Today, the brand produces 100,000 cans a year, with sardines as the undisputed star of the menu. "I just got a very powerful client abroad and we're dealing with a large order," he excuses himself. The success of his preserves has been worked on "little by little". "The only thing we're doing is a more disruptive product," which by the way has had numerous imitators. "They have copied our packaging a lot," says Abel with a certain resignation, who has turned his brand image into a hallmark of this Asturian company.
Packaging is one of the brand's hallmarks.
Spain is a country where a lot of cans are consumed. Abel saw this as a business opportunity, but also to give stability to his team when the rhythm of the restaurant slowed down. Right now, 12 people work in the cannery and "every year we increase the team." Initially, Abel planned to focus on sardines, but soon realized that it was "seasonal" and that he needed to "expand the products to consolidate the project." Mussels, espadrilles, bonito, octopus and razor clams were soon added to the menu. "Today we have all of this. The only thing we don't have at the moment is cockles," he said a few days ago.
They can make 500 cans of sardines a day, which sell themselves. "In Spain, you don't pay for a can of sardines. I see 120 ml cans at petrol stations for 2 euros. At that price, something is wrong. And the product, of course, has nothing to do with ours." It's clear that he's not competing with the big boys. "I don't want to imitate anyone. I seek to offer the best product. What's the point of getting something out of the race and being the first if it's not worth what I'm selling."
Sardines are the queens in Güeyu Mar.
To date, it has no distributors in Spain. "I've always looked for personalized customer service," he explains. "At the end of the day, that's what makes the difference."

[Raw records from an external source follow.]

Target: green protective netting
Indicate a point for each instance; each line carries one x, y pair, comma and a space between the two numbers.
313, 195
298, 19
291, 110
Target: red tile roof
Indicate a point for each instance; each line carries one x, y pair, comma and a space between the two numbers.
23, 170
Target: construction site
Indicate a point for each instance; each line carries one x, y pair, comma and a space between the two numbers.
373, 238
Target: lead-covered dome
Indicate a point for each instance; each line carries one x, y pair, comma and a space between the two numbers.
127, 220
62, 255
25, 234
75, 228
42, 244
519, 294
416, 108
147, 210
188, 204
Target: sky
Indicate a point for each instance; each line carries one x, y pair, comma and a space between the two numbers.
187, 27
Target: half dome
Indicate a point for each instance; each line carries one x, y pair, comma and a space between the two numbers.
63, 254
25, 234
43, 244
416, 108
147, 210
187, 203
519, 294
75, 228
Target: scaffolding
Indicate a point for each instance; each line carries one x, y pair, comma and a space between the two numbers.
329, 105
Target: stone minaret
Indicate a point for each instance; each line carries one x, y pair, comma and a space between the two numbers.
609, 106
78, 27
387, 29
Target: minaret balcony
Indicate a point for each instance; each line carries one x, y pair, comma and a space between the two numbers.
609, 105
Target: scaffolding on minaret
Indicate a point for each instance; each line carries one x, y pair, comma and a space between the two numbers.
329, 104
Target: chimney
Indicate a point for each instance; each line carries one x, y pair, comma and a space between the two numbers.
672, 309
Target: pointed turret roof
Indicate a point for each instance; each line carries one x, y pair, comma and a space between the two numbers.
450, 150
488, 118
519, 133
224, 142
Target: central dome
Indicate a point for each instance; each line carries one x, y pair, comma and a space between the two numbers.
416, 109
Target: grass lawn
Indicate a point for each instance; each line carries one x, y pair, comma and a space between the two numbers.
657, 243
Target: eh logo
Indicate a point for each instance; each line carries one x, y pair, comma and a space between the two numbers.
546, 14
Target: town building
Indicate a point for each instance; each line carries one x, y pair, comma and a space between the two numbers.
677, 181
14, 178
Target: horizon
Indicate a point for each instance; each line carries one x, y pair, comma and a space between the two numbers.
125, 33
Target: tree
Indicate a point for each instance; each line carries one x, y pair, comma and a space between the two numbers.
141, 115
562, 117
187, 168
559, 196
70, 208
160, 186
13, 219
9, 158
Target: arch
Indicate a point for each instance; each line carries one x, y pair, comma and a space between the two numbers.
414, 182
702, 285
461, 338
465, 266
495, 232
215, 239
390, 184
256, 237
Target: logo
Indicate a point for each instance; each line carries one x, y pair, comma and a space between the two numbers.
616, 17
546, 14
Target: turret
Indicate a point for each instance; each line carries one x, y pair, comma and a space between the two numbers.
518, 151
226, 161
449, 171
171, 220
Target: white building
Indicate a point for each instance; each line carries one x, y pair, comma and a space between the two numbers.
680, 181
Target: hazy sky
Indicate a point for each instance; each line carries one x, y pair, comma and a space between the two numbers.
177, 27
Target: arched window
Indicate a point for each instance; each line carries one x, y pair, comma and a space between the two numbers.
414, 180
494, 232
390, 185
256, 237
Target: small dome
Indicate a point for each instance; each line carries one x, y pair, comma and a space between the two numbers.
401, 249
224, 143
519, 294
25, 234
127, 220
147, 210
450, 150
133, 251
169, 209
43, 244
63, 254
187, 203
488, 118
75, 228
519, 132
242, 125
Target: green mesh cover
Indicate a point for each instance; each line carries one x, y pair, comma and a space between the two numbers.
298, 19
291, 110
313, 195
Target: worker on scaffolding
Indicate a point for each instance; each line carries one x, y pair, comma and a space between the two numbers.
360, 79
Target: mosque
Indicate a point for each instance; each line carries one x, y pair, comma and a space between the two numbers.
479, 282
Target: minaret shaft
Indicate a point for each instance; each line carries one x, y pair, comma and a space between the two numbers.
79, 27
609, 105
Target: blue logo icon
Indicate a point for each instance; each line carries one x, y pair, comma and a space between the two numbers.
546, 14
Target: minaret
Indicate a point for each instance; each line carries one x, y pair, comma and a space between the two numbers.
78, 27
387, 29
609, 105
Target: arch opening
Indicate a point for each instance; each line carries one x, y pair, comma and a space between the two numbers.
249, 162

That and the brewing process behind it. "The issue of barbecues is the most complicated." It uses Arbequina extra virgin olive oils, which is what gives a different structure to the product. "I like large sardines, which have more flavor." This EVOO means a higher cost as well. "We spend more than 60,000 euros a year on oil."
Abel's head doesn't stop. "The prawn isn't working well for us," he muses aloud. He will look for the formula to find a solution, but "this year there is no more time". The world of preserves still has a lot to say and this chef wants to write his own chapter.